An outside hitter for the Lady Raiders, Fields recorded 307 kills, 188 digs and 16 blocks with a .271 hitting percentage. She was named All-CNC Second Team three times and was also a four-time All-Academic First Team pick. During her four-year career, she competed at state three times and was also a CNC League champion as a freshman.

In addition to athletics, Fields has been active at Frontenac High School in S.A.F.E. (Seats Are For Everyone), Interact, HOSA for future health professionals, and “Uncommon Athlete” — a group where students discuss how to improve school culture. She was also vice president for National Honors Society and earned Kansas Scholar Honors with a 4.0 grade point average.

Fields will be continuing her softball career at Crowder College in Neosho, Mo. She was also recruited by Labette and Fort Scott community colleges, along with a couple of NAIA schools.

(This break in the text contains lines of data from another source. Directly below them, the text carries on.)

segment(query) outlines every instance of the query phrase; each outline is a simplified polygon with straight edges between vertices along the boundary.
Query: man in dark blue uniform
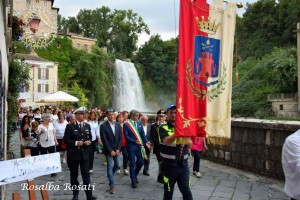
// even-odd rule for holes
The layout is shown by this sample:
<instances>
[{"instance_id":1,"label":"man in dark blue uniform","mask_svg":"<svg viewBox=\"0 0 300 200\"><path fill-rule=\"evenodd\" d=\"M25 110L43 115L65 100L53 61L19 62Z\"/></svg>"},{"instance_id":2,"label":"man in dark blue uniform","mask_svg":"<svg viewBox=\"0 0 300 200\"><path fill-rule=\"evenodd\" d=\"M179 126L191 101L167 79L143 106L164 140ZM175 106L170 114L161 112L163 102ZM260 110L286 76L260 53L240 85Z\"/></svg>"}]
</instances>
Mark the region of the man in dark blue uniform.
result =
<instances>
[{"instance_id":1,"label":"man in dark blue uniform","mask_svg":"<svg viewBox=\"0 0 300 200\"><path fill-rule=\"evenodd\" d=\"M65 130L64 140L67 144L67 163L70 169L71 188L73 190L72 200L78 200L80 188L83 188L87 200L95 200L92 195L89 174L89 154L92 143L91 127L84 122L85 108L81 107L74 111L76 121L68 124ZM79 186L78 167L80 165L83 185Z\"/></svg>"},{"instance_id":2,"label":"man in dark blue uniform","mask_svg":"<svg viewBox=\"0 0 300 200\"><path fill-rule=\"evenodd\" d=\"M183 200L192 200L188 166L188 146L176 144L176 138L174 137L176 106L169 105L166 111L167 124L163 124L159 128L159 137L161 140L160 155L164 176L164 200L171 200L173 198L176 182L182 193ZM189 146L191 146L192 142L190 140L187 141L189 141Z\"/></svg>"},{"instance_id":3,"label":"man in dark blue uniform","mask_svg":"<svg viewBox=\"0 0 300 200\"><path fill-rule=\"evenodd\" d=\"M156 155L157 162L158 162L158 176L157 176L157 182L164 183L163 175L161 171L161 156L159 153L159 137L158 137L158 131L159 126L165 124L166 122L166 111L164 109L160 109L157 111L157 120L153 124L151 124L151 131L150 131L150 141L153 145L153 154Z\"/></svg>"}]
</instances>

“One thing about Crowder is they play a very full schedule, and they have a very good and successful reputation, which is what I wanted in a school I chose to play at,” Fields said. “They expect a lot out of you, but they also are going to be there for you if you need them. When I went and did a workout with the team, the girls were also very welcoming. I felt like I had known them for awhile, when in reality I had just met them. Overall, I just felt comfortable at Crowder. I knew they have a successful team, and it reminded me of Frontenac.

“I have been very fortunate to have been surrounded by such great coaches — one of them being my father for basketball and softball — and teammates. We all got along so well and had fun but knew when it was time to be serious and focus, and that is what helped lead us to be so successful. Everybody was so hard working and went all out all the time.”

Fields’ final days at Frontenac High School were definitely unusual due to the pandemic, but she said she will always have fond memories of being a Raider.

“When you are a Raider, you play for more than just yourself and your team,” Fields said. “You’re playing for your whole community, and trust me, they will be there cheering you on through it all. You need to play with class but still be a competitor. When you’re playing at a small school like Frontenac, you are a superstar to every little kid that goes there and you need to remember that on and off the court/field because they will be watching. I have so many amazing memories at Frontenac, but the best thing in the world is when you get to see all the support that the community and school gives you. Frontenac has a great culture, and I am so glad I got to grow up in it. Once A Raider … Always A Raider.”

SEK-SPORTS: What are some of your interests and hobbies away from school?
FIELDS: “Outside of school, I spend a lot of time being active by practicing softball or shooting hoops. Also, I enjoy spending time with my friends and family and just having fun.”

SEK-SPORTS: Who is your favorite athlete? Favorite sports team? Favorite music group/singer?
FIELDS: “My favorite athletes would be Sis Bates and Haley Cruse. My favorite sport team would be the St. Louis Cardinals, and I have always been a fan of OU Softball and Florida Softball.”

SEK-SPORTS: Who are the people that you look up to as far as role models?
FIELDS: “I look up to Sis Bates and Haley Cruse in the softball aspect of life because they always look like they are having so much fun while playing the game. and they give it their all … all the time. I also look up to my mom because she is such a strong, loving woman who has done so much for me and my family. I hope to be half as good of a mother as she is one day.”

SEK-SPORTS: What is a fun fact about you that people may or may not know?
FIELDS: “I got my name from a basketball article that my mom was reading that was about a team having good karma.”